Teachers now earn 12 to 25 times their former salaries. The Economist reported that before the war a Baghdad primary school teacher was paid the equivalent of $6 a month; her husband, a factory overseer, earned $13 a month. Today their combined monthly income is close to $450; for the first time they are able to buy many standard consumer goods.
Public Health
All 240 hospitals and 1,200 primary health clinics are open. Spending for public health is more than 26 times what it was during Saddam's regime, and doctors' salaries are 8 times what they were. More than 22 million vaccine doses have been given to children, and more than two-thirds of drinking water supplies have been restored.
Security
By Oct. 24 we had trained some 85,500 Iraqis: 55,000 police; 6,400 border guards; an 18,700-man Facilities Protection Corps; 700 new Iraqi Army graduates, with the goal of 27 battalions trained in a year; a 4,700-man Civil Defense Corps; and an additional 10,000 Iraqis in training for these forces. In addition, 32 countries have more than 24,000 troops on the ground in Iraq, including the Polish-led forces that are in command of the south-central part of the country.
Our training and recruiting personnel have had to deal with the fact that, in order to survive, most Iraqis had to have had some association with or given some support to Saddam and his Baathist Party regime. It is therefore slow work ensuring that those we are training are suitable for the work in the new Iraq.
Public Services
Years of neglect wreaked major damage on Iraqi water, power and sewerage systems. All are being repaired and improved. Oil production, even from oilfields urgently in need of modernization following decades of calculated neglect, averaged 1.9 million barrels a day in October and is moving closer to the prewar level of 3 million.
Power generation reached 4,518 megawatts of electricity in early October, compared with 300 megawatts, prewar. Three-fourths of the prewar level of telephone service has been restored.
The courts are in session, and some 50,000 claims against the old government have been filed with the bar association.
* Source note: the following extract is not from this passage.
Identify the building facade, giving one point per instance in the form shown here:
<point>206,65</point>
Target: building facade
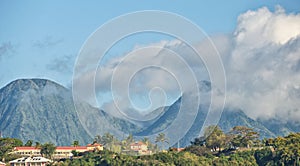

A new currency has been issued and the independent central bank opened two months after the war ended. It took three years for post-WWII occupied Germany to do this.
The Future
On July 13 Coalition Provisional Authority Administrator Paul Bremer appointed the all-Iraqi Governing Council. On Nov. 15 the CPA and the Council committed to a political timetable for Iraq. As the White House announced, the plan "meets a key mutual objective of the Coalition and the Iraqi people: the restoration of sovereignty to a body chosen by the citizens of Iraq and based in a legal framework. It also commits Iraq to a process for drafting a permanent, democratic constitution that protects the rights of all citizens."
On Nov. 6 President Bush signed the Iraq and Afghanistan supplemental appropriations bill into law. This will bring $87 billion to our global war on terror. It will help support our servicemen and -women with weapons, equipment and salaries; build stable democratic societies in these two countries, as well as train and equip those citizens who are fighting to defend and secure their rights; upgrade schools and hospitals; and repair infrastructure and improve services, such as water, electricity and sanitation.
It wasn't until last month that papers began reporting on the progress that's been made in Iraq. We must keep in mind that it has been only seven months since our military brought down Saddam and that it will take time for the Iraqis to build the foundation for a free, self-governing country.
Tastes like victory, while liberals eat crow.